We have run two citizens’ juries. In the first, we asked the jurors, “To what extent should patients control access to patient records for secondary use?” We found that, when informed of both the risks and opportunities associated with data sharing, citizens believe an individual’s right to privacy should not prevent research that can benefit the general public. The juries also concluded that patients should be notified of any such scheme and have the right to opt out if they so choose. Many jurors changed their minds about this complex policy question when they became more informed. Many, but not all, jurors became less sceptical about health-data sharing, as they became better informed of its benefits and risks.

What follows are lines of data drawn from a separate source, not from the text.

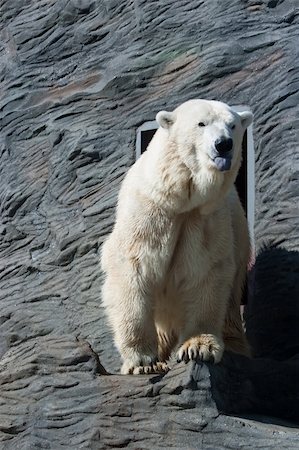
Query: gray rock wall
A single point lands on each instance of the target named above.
(77, 78)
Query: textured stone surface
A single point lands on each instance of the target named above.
(77, 78)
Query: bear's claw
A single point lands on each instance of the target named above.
(205, 347)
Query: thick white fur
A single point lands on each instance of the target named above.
(176, 260)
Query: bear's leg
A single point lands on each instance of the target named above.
(130, 315)
(167, 341)
(234, 336)
(206, 306)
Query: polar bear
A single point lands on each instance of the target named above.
(175, 262)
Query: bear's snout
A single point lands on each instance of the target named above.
(223, 145)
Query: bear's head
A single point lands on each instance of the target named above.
(207, 134)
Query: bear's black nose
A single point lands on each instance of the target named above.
(223, 145)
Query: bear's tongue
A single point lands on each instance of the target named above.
(222, 164)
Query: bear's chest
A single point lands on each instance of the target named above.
(202, 243)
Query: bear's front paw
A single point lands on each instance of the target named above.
(145, 365)
(206, 347)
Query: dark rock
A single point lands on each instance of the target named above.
(77, 79)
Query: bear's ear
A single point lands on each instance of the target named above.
(165, 119)
(246, 118)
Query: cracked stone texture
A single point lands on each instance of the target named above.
(77, 78)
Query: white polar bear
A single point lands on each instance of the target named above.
(176, 259)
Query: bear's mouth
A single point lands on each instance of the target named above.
(223, 163)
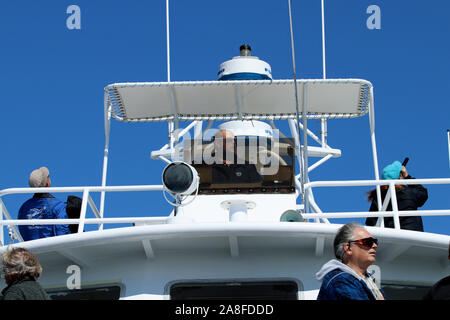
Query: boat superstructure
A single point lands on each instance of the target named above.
(262, 239)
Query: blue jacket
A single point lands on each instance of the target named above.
(340, 282)
(43, 206)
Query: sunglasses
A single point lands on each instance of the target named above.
(366, 242)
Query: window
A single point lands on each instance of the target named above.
(234, 290)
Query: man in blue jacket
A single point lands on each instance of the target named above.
(42, 206)
(346, 277)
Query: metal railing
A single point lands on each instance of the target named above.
(390, 195)
(82, 221)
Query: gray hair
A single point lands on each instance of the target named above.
(20, 263)
(343, 236)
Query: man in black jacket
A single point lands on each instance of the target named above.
(409, 197)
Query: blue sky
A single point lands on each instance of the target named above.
(52, 80)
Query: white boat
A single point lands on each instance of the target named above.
(259, 240)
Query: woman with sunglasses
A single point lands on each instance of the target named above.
(346, 277)
(409, 197)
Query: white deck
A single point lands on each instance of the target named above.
(146, 260)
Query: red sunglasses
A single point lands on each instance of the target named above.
(366, 242)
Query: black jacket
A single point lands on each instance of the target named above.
(25, 289)
(410, 198)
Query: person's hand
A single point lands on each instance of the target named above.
(403, 172)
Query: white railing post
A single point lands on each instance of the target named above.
(2, 234)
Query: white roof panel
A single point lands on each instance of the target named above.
(243, 99)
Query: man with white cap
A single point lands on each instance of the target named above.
(42, 206)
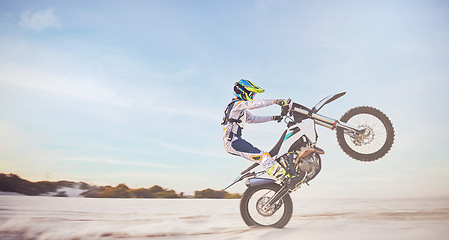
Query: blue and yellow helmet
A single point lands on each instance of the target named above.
(246, 90)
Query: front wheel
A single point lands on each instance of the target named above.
(256, 214)
(374, 142)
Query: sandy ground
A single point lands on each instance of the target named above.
(23, 217)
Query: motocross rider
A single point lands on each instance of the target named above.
(235, 116)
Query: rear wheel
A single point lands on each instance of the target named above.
(256, 214)
(374, 142)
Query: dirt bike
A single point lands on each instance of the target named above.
(363, 133)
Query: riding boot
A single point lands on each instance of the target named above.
(278, 172)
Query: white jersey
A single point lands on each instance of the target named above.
(239, 116)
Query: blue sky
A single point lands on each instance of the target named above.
(113, 92)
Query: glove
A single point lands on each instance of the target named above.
(281, 102)
(276, 118)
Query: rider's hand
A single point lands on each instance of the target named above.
(281, 102)
(276, 118)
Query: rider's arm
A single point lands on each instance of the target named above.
(257, 119)
(254, 104)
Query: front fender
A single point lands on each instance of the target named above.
(254, 182)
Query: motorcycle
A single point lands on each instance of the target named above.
(364, 133)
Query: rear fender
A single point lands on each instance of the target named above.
(254, 182)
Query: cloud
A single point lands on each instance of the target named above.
(39, 20)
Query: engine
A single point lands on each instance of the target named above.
(308, 160)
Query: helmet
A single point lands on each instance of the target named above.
(246, 90)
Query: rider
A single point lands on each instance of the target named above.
(235, 116)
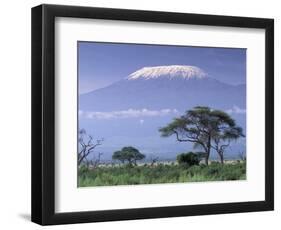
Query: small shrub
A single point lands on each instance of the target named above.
(188, 159)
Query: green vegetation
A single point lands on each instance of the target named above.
(129, 154)
(160, 173)
(206, 128)
(188, 159)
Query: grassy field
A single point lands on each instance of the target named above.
(160, 173)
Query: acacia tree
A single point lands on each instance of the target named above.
(130, 154)
(86, 146)
(200, 126)
(222, 140)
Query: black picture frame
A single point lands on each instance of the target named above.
(43, 114)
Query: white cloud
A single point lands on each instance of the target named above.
(236, 110)
(130, 113)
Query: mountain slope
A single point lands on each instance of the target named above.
(179, 87)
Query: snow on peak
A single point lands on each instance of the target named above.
(171, 71)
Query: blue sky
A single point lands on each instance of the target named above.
(101, 64)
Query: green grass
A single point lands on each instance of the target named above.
(126, 175)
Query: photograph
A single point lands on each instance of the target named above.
(150, 114)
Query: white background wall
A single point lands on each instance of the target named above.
(15, 114)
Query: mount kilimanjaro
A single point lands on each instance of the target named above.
(178, 87)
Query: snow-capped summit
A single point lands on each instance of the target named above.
(170, 72)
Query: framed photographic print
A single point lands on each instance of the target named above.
(142, 114)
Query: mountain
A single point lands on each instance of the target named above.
(177, 87)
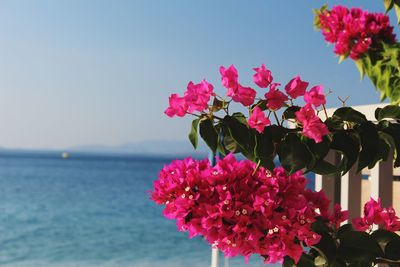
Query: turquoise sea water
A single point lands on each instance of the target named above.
(89, 210)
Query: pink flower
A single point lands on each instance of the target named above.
(244, 95)
(315, 96)
(177, 106)
(312, 125)
(262, 77)
(229, 79)
(355, 31)
(375, 214)
(339, 215)
(239, 208)
(315, 130)
(257, 120)
(197, 96)
(275, 98)
(296, 87)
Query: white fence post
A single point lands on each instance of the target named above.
(350, 195)
(382, 181)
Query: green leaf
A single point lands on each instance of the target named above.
(290, 112)
(229, 143)
(383, 237)
(349, 114)
(264, 145)
(317, 12)
(358, 247)
(383, 150)
(288, 262)
(344, 229)
(293, 154)
(240, 117)
(262, 104)
(342, 58)
(193, 136)
(209, 134)
(334, 124)
(348, 144)
(238, 131)
(360, 67)
(326, 248)
(392, 249)
(397, 9)
(388, 4)
(388, 112)
(393, 130)
(369, 144)
(305, 261)
(217, 105)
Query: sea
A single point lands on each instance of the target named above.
(90, 210)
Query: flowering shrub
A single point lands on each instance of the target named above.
(368, 39)
(355, 31)
(253, 207)
(263, 135)
(375, 214)
(242, 209)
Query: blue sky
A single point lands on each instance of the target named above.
(100, 72)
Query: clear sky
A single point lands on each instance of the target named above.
(100, 72)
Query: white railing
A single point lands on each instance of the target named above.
(350, 190)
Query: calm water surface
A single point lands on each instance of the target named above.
(89, 210)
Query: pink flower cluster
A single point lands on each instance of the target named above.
(354, 31)
(242, 210)
(313, 127)
(375, 214)
(196, 98)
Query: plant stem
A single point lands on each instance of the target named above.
(326, 113)
(277, 120)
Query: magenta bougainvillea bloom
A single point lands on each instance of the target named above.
(354, 31)
(198, 95)
(315, 96)
(313, 127)
(296, 87)
(244, 95)
(275, 98)
(375, 214)
(258, 120)
(262, 77)
(229, 79)
(177, 106)
(242, 209)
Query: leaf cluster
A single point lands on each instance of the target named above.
(348, 247)
(357, 139)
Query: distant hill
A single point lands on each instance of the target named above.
(156, 147)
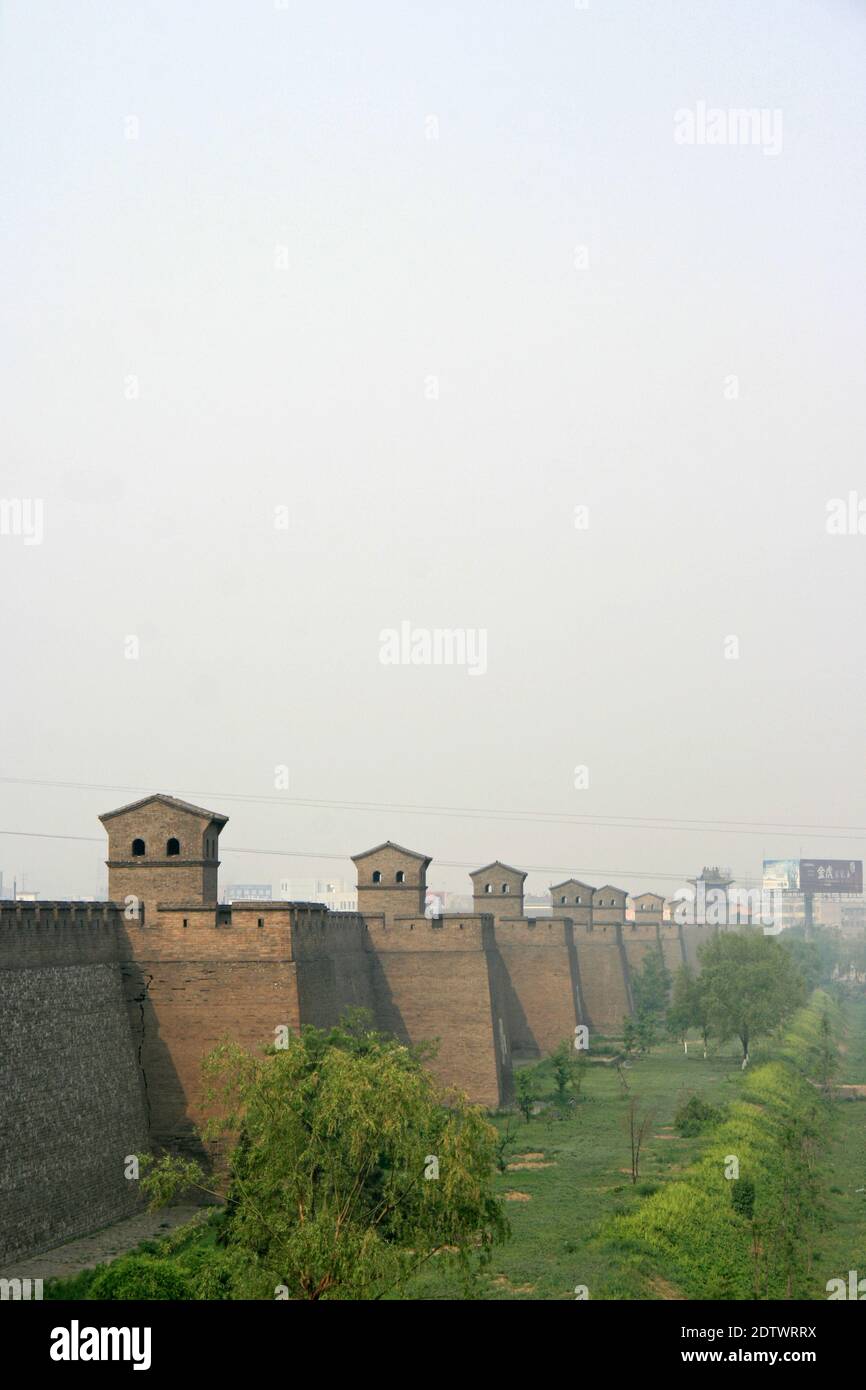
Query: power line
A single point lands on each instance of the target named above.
(442, 863)
(676, 824)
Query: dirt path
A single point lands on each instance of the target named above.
(102, 1246)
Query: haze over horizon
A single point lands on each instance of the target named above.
(319, 323)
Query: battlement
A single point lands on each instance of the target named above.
(638, 930)
(597, 930)
(449, 931)
(57, 933)
(533, 931)
(669, 931)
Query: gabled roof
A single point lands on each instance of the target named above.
(570, 883)
(168, 801)
(391, 844)
(496, 863)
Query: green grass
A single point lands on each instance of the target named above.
(585, 1223)
(553, 1246)
(841, 1246)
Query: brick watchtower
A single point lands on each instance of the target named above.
(163, 849)
(498, 888)
(391, 881)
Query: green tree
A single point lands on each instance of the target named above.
(688, 1008)
(630, 1036)
(651, 984)
(749, 986)
(348, 1166)
(526, 1093)
(645, 1030)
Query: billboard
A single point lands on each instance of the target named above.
(249, 893)
(831, 875)
(781, 873)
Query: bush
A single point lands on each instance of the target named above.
(142, 1276)
(697, 1232)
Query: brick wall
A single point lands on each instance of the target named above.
(442, 980)
(542, 990)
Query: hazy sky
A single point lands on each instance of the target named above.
(431, 275)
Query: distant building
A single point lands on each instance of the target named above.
(331, 893)
(249, 893)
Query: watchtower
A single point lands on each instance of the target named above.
(163, 849)
(498, 888)
(391, 881)
(573, 898)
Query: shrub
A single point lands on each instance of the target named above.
(142, 1276)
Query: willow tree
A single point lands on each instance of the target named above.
(349, 1168)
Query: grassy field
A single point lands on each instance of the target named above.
(567, 1179)
(578, 1176)
(556, 1209)
(843, 1243)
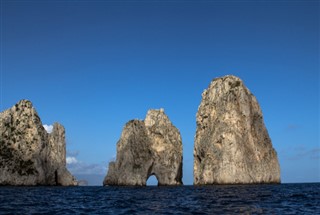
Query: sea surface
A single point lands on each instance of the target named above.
(227, 199)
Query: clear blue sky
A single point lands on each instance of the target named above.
(94, 65)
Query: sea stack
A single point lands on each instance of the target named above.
(28, 154)
(232, 144)
(147, 147)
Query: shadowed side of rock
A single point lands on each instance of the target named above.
(232, 145)
(28, 154)
(145, 148)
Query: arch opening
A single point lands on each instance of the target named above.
(152, 181)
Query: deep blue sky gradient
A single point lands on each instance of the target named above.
(94, 65)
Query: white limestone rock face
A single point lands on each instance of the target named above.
(232, 145)
(28, 154)
(145, 148)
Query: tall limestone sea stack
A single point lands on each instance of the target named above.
(28, 154)
(149, 147)
(232, 145)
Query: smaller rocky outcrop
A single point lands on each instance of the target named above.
(28, 154)
(232, 145)
(145, 148)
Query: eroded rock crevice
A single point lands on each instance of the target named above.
(147, 147)
(232, 145)
(28, 154)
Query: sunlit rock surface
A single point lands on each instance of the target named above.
(145, 148)
(28, 154)
(232, 145)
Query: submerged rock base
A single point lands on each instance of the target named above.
(28, 154)
(232, 145)
(145, 148)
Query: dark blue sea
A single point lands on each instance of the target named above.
(233, 199)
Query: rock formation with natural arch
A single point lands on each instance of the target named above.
(232, 144)
(149, 147)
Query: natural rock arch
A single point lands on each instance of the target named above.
(149, 147)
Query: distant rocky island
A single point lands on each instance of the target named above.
(28, 154)
(232, 145)
(147, 147)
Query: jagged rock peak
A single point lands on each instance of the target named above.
(147, 147)
(232, 145)
(28, 154)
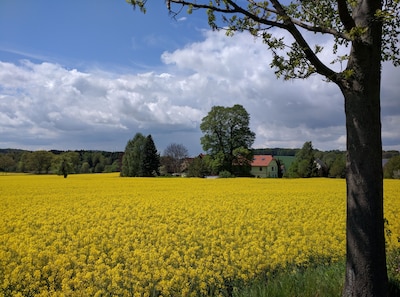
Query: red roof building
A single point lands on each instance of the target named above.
(264, 166)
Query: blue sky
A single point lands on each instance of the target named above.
(91, 74)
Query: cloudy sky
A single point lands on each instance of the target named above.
(91, 74)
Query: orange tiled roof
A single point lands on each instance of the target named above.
(261, 160)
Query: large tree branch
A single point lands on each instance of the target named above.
(321, 29)
(320, 67)
(234, 8)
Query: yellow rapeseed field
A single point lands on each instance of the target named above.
(102, 235)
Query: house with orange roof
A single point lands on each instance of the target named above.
(264, 166)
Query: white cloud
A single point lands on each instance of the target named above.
(48, 106)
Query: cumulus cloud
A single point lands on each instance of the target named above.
(49, 106)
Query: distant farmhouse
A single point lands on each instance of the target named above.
(270, 166)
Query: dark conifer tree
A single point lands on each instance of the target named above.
(151, 159)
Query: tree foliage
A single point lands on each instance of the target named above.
(173, 157)
(225, 129)
(140, 157)
(151, 159)
(133, 156)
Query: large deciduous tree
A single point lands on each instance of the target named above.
(174, 155)
(226, 129)
(370, 30)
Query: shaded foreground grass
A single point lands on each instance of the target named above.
(324, 280)
(317, 281)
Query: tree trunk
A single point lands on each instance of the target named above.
(365, 243)
(366, 273)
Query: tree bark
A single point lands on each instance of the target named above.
(366, 273)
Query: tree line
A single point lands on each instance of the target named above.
(59, 162)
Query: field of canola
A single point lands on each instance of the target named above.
(101, 235)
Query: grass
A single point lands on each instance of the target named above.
(305, 282)
(318, 281)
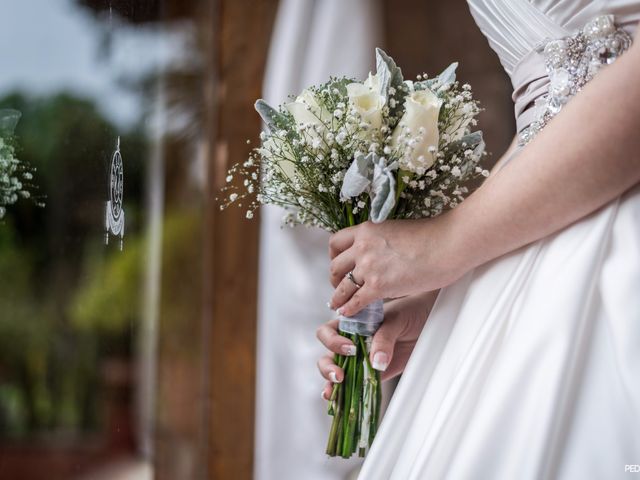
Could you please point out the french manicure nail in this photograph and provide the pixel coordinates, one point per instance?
(349, 350)
(380, 361)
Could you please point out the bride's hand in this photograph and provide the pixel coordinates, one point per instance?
(391, 345)
(392, 259)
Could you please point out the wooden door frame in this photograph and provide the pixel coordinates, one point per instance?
(240, 35)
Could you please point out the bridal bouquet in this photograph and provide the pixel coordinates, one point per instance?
(15, 175)
(346, 152)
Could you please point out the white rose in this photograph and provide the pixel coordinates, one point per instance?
(366, 100)
(306, 110)
(418, 130)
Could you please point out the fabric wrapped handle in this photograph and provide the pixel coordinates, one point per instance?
(366, 322)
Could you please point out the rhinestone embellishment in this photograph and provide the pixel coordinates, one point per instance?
(570, 63)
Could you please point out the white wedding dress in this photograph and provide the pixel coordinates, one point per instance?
(529, 366)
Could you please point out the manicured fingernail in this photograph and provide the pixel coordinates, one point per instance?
(380, 361)
(349, 350)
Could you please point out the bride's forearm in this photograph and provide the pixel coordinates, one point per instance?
(587, 156)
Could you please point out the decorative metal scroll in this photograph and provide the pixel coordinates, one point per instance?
(114, 211)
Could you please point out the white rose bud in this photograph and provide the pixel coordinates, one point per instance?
(419, 126)
(365, 98)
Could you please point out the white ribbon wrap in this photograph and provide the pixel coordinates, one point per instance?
(366, 322)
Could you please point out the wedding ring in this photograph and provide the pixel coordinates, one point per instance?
(353, 280)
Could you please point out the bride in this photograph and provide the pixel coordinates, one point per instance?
(528, 365)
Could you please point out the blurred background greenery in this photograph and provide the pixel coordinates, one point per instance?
(66, 301)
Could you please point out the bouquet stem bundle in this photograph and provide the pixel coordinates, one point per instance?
(355, 403)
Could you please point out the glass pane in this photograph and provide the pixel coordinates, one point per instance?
(89, 320)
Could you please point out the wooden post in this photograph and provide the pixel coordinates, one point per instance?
(240, 39)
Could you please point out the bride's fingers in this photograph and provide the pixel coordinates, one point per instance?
(330, 338)
(329, 370)
(340, 241)
(355, 302)
(340, 266)
(343, 292)
(384, 342)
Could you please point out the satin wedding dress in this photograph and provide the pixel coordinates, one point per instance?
(529, 366)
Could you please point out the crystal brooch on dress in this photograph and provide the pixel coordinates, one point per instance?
(573, 61)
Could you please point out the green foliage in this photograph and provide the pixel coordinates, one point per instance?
(49, 365)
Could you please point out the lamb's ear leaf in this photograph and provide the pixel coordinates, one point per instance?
(358, 176)
(390, 75)
(269, 114)
(447, 77)
(383, 193)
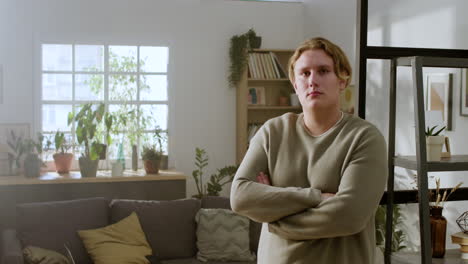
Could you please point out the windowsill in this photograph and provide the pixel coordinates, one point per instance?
(102, 176)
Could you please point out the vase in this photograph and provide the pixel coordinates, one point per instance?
(438, 231)
(134, 158)
(434, 147)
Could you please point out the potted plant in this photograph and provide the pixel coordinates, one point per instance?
(62, 158)
(434, 143)
(238, 54)
(215, 185)
(151, 159)
(87, 121)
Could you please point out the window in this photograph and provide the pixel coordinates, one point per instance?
(130, 80)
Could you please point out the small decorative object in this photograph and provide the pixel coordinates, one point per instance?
(151, 159)
(217, 181)
(434, 143)
(254, 41)
(134, 158)
(294, 99)
(461, 239)
(462, 222)
(121, 156)
(62, 158)
(238, 54)
(283, 99)
(117, 169)
(438, 231)
(438, 221)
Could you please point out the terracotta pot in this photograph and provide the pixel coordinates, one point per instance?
(63, 162)
(152, 166)
(283, 101)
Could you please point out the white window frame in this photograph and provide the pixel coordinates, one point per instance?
(106, 73)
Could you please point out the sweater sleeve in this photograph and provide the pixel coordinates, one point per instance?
(264, 203)
(349, 211)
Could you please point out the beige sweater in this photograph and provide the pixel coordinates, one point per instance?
(350, 159)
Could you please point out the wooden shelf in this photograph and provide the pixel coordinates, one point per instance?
(454, 163)
(411, 196)
(274, 107)
(452, 256)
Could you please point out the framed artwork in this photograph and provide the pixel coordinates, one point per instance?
(347, 100)
(464, 93)
(256, 96)
(439, 92)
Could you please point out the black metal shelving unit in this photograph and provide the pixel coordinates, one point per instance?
(415, 58)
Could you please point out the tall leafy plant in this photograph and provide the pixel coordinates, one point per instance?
(87, 121)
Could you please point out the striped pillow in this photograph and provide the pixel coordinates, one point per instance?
(222, 235)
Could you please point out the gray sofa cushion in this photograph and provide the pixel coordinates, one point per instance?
(169, 225)
(51, 224)
(195, 261)
(223, 202)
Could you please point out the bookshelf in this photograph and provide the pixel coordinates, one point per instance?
(267, 74)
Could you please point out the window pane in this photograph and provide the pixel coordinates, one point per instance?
(150, 139)
(154, 115)
(154, 59)
(56, 87)
(122, 58)
(56, 57)
(89, 58)
(54, 117)
(89, 87)
(153, 87)
(122, 87)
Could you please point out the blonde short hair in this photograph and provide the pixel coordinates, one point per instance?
(341, 64)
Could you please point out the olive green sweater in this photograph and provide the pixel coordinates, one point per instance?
(349, 159)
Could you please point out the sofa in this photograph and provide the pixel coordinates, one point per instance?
(169, 227)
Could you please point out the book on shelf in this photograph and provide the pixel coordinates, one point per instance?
(256, 96)
(282, 73)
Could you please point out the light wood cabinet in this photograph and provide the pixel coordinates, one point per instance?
(257, 114)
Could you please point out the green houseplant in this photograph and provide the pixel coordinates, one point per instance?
(151, 159)
(216, 182)
(62, 158)
(87, 121)
(238, 54)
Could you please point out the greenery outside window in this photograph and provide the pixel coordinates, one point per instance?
(130, 80)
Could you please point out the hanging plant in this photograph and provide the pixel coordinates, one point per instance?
(238, 54)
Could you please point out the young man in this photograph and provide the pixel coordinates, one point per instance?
(320, 173)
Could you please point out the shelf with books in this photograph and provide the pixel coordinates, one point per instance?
(258, 93)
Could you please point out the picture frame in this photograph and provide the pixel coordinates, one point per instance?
(464, 93)
(256, 96)
(439, 91)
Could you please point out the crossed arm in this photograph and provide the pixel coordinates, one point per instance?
(302, 213)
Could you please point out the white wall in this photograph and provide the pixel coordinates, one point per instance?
(202, 110)
(425, 24)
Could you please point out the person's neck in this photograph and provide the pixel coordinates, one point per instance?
(319, 122)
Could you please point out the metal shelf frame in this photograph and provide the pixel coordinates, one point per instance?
(401, 56)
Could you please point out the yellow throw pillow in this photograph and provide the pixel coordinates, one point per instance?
(123, 242)
(37, 255)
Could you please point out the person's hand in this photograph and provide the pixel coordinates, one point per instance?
(326, 196)
(263, 178)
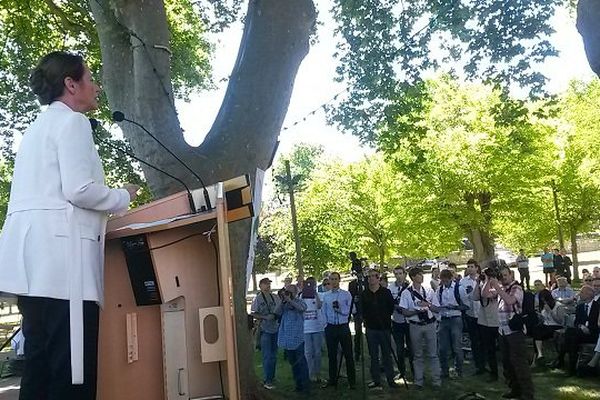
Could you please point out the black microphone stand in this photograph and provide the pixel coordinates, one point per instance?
(95, 123)
(118, 116)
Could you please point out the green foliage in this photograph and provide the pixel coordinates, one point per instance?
(387, 47)
(303, 159)
(30, 29)
(578, 181)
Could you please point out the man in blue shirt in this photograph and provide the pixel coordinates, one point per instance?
(291, 335)
(336, 310)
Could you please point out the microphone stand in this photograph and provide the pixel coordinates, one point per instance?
(94, 124)
(119, 116)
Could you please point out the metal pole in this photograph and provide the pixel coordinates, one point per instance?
(290, 187)
(561, 241)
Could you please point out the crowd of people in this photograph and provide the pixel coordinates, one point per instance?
(410, 325)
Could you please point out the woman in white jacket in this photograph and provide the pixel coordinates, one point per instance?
(52, 242)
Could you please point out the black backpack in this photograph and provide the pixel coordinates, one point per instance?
(530, 316)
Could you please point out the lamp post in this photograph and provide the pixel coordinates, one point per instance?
(290, 183)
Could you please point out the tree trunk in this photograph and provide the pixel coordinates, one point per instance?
(254, 283)
(588, 24)
(574, 253)
(136, 79)
(483, 242)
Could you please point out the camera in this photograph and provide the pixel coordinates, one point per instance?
(283, 293)
(423, 316)
(491, 272)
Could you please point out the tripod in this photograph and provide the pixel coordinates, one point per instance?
(387, 338)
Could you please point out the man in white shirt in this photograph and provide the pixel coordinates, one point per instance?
(400, 327)
(514, 349)
(563, 293)
(336, 310)
(450, 329)
(419, 306)
(469, 283)
(523, 267)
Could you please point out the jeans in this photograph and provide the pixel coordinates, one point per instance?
(380, 339)
(516, 366)
(400, 332)
(524, 277)
(313, 342)
(299, 366)
(425, 336)
(450, 341)
(476, 342)
(268, 345)
(336, 335)
(489, 338)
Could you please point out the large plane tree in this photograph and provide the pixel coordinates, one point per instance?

In the second citizens’ jury we asked the jurors to evaluate eight scenarios of reusing health data, from improving health service to reuse for private commercial gain. Jury members tended to be more accepting of data sharing to both private and public sectors after the jury process. Many jurors accepted commercial gain if public benefit is achieved. Some were suspicious of data sharing for efficiency gains. Juries elicited more informed and nuanced judgement from citizens than surveys.

Policy principles for the future

We recommend the following policy principles be adopted for the reuse of healthcare data:

  • Transparency: Publish every use of data, who data is shared with, and for what purposes. Publish the results of any research on a publicly accessible platform.

  • Communication: Actively engage with the citizens whose data you are reusing. Be clear on benefits and risks.

  • Maintain the social licence: Only reuse health record data for public benefit and in a non-exploitative manner, with clear reciprocity for the people whose data is being reused.

By following these policy recommendations, we can achieve the aim of ‘no surprises’ and so maintain public trust when health data is used for purposes beyond direct care.

With such powerful benefits to gain or lose, an ageing population and a national health service under severe pressure, we should make every effort to get this right.